I’m generally pretty hard-nosed about not letting buildings get in the way of ministry.  But I also believe buildings have a function, and I am still on the fence  about the Church cashing out its physical presence in our communities. (Have you ever tried to find a House Church to attend?  I have.  Never found it.)  There is something about church buildings that civilizes our world.  They remind us that humanity is about pursuing more than self-protection, money, sports and Kentucky Fried Chicken.

And the fact is that, except in some juicy locations, many church buildings are not worth nearly as much in dollars as you may think.

It might be time to sell your building and move to a location that better suits your church’s mission.  But first, you may want to read this article about an Episcopal church in Connecticut, where the Diocese is viewing a former church building as an asset, and has invited interested parties into conversation about how it might be used for the benefit of its community.

And in this story from Seattle, another Diocese transferred responsibility for the maintenance of a church building to a sister church, which oversees use of the space for a variety of community non-profit groups.

Church buildings are like congregations: loaded with the power to save your soul or drive you crazy– maybe both on the same day.  Proceed with caution.

6 responses to “Should We Sell Our Church Building?

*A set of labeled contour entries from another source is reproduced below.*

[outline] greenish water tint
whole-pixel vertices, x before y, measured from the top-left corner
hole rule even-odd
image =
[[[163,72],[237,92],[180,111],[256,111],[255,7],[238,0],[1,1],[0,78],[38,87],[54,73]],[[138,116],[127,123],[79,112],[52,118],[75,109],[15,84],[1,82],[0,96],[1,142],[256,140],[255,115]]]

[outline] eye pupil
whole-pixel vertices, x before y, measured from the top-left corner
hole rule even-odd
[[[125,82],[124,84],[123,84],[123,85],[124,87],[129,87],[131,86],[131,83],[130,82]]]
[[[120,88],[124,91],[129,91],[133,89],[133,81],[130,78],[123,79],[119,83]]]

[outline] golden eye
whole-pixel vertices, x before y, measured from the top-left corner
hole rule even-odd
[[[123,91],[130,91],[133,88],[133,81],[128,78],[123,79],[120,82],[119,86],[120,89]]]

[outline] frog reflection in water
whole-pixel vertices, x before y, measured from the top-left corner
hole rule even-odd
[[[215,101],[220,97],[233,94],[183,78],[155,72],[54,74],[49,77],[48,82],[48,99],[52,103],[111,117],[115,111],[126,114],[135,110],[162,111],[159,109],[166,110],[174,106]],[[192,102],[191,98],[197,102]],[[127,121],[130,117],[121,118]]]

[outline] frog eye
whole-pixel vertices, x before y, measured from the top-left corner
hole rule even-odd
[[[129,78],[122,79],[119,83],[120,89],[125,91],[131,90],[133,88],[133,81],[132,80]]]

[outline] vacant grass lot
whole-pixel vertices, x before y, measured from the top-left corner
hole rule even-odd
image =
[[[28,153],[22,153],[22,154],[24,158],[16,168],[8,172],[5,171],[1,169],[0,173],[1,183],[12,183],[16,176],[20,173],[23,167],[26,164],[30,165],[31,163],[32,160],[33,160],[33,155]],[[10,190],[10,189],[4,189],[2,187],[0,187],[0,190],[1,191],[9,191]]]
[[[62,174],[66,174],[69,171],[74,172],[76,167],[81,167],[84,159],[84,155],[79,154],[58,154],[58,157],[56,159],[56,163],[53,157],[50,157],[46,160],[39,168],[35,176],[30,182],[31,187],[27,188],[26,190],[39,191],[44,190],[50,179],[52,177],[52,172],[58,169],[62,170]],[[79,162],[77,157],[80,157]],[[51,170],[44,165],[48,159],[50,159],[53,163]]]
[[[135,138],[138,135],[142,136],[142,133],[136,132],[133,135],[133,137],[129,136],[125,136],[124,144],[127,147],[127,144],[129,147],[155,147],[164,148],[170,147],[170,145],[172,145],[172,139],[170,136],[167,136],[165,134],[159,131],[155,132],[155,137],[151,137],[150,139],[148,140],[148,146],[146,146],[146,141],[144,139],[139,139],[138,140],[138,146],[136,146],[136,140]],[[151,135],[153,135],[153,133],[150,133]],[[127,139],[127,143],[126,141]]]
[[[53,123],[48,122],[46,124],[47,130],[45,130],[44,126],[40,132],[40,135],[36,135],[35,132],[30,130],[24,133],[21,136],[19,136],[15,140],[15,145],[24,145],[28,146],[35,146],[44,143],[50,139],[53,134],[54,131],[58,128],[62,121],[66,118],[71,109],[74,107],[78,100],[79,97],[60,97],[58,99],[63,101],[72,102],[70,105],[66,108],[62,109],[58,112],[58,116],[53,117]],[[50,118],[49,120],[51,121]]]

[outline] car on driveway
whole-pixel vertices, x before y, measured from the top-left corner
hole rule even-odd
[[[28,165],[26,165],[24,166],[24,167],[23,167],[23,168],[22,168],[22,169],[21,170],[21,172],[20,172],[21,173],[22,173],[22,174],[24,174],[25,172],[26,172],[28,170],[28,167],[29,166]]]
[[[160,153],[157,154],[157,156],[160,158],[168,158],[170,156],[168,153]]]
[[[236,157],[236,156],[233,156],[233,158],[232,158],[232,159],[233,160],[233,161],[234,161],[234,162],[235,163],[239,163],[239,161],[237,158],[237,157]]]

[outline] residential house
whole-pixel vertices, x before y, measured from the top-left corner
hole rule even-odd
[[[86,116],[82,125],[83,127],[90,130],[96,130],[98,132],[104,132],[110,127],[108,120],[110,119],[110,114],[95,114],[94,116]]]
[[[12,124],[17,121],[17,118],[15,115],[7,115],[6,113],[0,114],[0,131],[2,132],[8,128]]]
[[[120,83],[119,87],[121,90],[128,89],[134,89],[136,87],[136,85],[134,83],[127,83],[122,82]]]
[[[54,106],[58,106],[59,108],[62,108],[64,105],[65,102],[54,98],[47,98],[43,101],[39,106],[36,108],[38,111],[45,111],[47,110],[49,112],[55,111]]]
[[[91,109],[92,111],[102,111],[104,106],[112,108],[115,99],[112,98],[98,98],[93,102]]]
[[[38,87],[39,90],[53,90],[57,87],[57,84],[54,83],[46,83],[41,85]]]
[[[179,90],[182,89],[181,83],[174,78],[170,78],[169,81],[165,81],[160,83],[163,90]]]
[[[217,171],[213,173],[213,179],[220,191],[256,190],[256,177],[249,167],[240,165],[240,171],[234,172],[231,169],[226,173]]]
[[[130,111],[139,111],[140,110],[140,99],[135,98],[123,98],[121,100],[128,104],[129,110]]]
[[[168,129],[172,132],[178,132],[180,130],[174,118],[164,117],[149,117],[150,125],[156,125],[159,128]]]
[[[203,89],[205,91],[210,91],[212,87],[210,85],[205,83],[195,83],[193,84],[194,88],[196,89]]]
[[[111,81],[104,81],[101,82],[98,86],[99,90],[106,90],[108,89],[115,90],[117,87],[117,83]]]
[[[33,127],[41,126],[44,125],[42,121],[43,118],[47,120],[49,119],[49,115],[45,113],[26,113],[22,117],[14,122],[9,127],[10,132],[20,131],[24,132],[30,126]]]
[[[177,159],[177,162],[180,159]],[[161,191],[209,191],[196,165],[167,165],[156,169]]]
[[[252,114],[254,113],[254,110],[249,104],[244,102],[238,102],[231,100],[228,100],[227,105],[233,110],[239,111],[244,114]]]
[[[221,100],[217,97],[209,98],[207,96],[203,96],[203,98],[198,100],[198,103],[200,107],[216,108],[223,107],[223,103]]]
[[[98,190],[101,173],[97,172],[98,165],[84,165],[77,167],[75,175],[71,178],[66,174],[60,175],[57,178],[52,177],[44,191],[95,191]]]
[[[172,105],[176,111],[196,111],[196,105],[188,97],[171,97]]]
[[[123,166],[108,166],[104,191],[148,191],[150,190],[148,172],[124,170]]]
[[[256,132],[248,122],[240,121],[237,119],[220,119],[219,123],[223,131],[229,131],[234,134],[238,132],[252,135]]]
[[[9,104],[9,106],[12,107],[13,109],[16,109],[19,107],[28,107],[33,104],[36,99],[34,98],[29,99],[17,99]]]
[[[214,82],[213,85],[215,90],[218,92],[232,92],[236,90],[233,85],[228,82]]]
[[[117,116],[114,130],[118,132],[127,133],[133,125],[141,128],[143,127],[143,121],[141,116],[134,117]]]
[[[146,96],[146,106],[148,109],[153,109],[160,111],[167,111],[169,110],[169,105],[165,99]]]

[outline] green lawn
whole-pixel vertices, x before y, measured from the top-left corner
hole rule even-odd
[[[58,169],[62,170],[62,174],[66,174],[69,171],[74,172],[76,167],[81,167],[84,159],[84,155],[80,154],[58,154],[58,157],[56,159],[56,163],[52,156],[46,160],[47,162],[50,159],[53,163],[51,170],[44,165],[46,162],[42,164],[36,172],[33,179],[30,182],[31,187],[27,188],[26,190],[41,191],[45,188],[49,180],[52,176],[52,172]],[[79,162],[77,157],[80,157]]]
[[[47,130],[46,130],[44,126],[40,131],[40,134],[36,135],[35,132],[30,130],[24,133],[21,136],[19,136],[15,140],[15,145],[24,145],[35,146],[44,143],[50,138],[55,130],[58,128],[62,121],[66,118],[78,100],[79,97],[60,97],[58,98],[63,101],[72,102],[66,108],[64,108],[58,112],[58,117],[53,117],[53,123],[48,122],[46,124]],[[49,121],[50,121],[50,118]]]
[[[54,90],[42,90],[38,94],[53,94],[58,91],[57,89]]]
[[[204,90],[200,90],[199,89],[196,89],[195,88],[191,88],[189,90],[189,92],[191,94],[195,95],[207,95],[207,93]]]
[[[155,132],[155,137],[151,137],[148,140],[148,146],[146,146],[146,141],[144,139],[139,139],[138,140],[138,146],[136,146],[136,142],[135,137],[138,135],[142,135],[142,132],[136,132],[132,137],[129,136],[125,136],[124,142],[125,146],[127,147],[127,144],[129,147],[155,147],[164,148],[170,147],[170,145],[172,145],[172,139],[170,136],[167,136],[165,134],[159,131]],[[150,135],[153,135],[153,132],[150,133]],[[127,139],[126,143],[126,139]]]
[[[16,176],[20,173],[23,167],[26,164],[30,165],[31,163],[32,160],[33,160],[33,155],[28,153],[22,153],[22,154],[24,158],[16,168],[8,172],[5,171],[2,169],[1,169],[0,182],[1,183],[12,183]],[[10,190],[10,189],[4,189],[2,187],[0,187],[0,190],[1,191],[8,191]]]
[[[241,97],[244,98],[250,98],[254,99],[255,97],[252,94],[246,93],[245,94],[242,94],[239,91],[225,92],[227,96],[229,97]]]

  1. In one of my previous churches, well before I arrived, they built a new church, selling the old building. It was made into apartments and not kept up well. It was on the main drag and the members had to pass it constantly. All of them wished they had burned the building down before selling the land. It was still an eyesore and brought many to tears. It takes a LOT of thought and vision to sell a church building.

  2. Good point, Wayne. Demolition is another option and sometimes a necessary one. I have interviewed one church that took this painful step not only to spare their own pain, but to spare the judicatory level from having to do it later.

  3. Michael Murray

    Thank you for raising this issue and beginning to identify possible options going forward. A great many sessions and congregations need, it seems to me, to be having this conversation. Knowing that there are numerous options for “a way forward” might provide the stimulus and courage to raise the issue.

  4. Thanks for writing, Michael. That is the whole premise of my work and there are already a lot of creative churches out there trying new things that the rest of us can learn from. But unless we start those scary conversations, nothing new can happen.

  5. The congregation I was serving had dwindled to eight members. We left our building in December and started worshiping at a neighboring church because we couldn’t afford to pay the cost of heating that large space. We investigated listing the building for sale through a real estate agent and were told that it could take a very long time to sell and would probably not bring in very much money. We were planning to have an auction to dispose of the contents, and we decided to include the real estate in the auction. It’s in a very small town, on a residential street, needed a new roof, and was not accessible. Someone did buy it for $30,000 at the auction, which was held during Holy Week. We have no idea what they’re going to do with it.

    Not long after that, the congregation, which had talked about using the resources from the auction to continue on as a congregation without a building, decided to close.

    I like the possibilities in being a congregation without a building, and I underestimated how emotionally difficult that would be for the members.

  6. Thanks for your story, Jeanny. On one level we can be matter-of-fact about the possibility of selling a building, but on another level, it is for many people like the death of a loved one. Some people grew up attaching their faith to a place, just as we hold meaning in our birth places. Maybe in the future, Christians will root ourselves in different ways, like the Jews in exile did.